Viana do Castelo, Vila Real and Bragança, on the other hand, are the northern districts with fewer Brazilians.

Brazilians in central Portugal

There are 13,795 Brazilian citizens in central Portugal. The district with most members of the community is Aveiro (3,968), followed by Leiria (3,694) and Coimbra (3,397). When it comes down to concentration in actual councils, however, Coimbra has the most (2,151). This means that there are more Brazilians living in the whole district of Aveiro, but they are more concentrated in the city of Coimbra.

Besides these, there are also 1,467 Brazilians in Viseu, whereas there are less than 1,000 in Guarda and Castelo Branco.

Brazilians in and around Lisbon


The area in and around Lisbon is, without a doubt, the region where there are most Brazilians in Portugal. All in all, 53,794 live in an area that spans the districts of Lisbon and Setúbal.

It should come as no surprise that the Lisbon district is where more are to be found (43,066), since this district includes 16 councils, such as Amadora (3,020), Cascais (6,909), Odivelas (3,033), Oeiras (3,047), Sintra (6,240) and Lisbon itself (12,240).

As for Setúbal, the largest concentration is in Almada, just across the 25 de Abril bridge, so still quite close to the capital, where there are more jobs. You’ll find over 3,000 Brazilians in Almada.

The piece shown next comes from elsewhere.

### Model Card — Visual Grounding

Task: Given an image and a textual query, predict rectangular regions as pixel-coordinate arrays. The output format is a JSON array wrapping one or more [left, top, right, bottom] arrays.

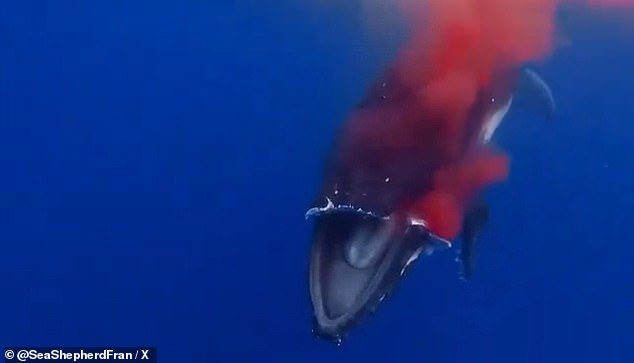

Brazilians in the Alentejo

Alentejo is the region of mainland Portugal with the lowest concentration of Brazilians, at only 4,953. Here the districts that attract most Brazilian citizens are Santarém (2,555) and Évora (1,113). Beja and Portalegre have under 1,000.

Brazilians in the Algarve

The Algarve consists of the single district of Faro. There are 9,650 Brazilians in this region. When you break it down into councils, then the largest concentration is in Albufeira, (1,989), followed by Loulé (1,892), Portimão (1,563) and Faro (1,367).

Brazilians in the Islands


Portugal has two archipelagos: Azores and Madeira. There are 643 Brazilians in the Azores, over nine islands. Most (299) live in São Miguel, especially in Ponta Delgada (203).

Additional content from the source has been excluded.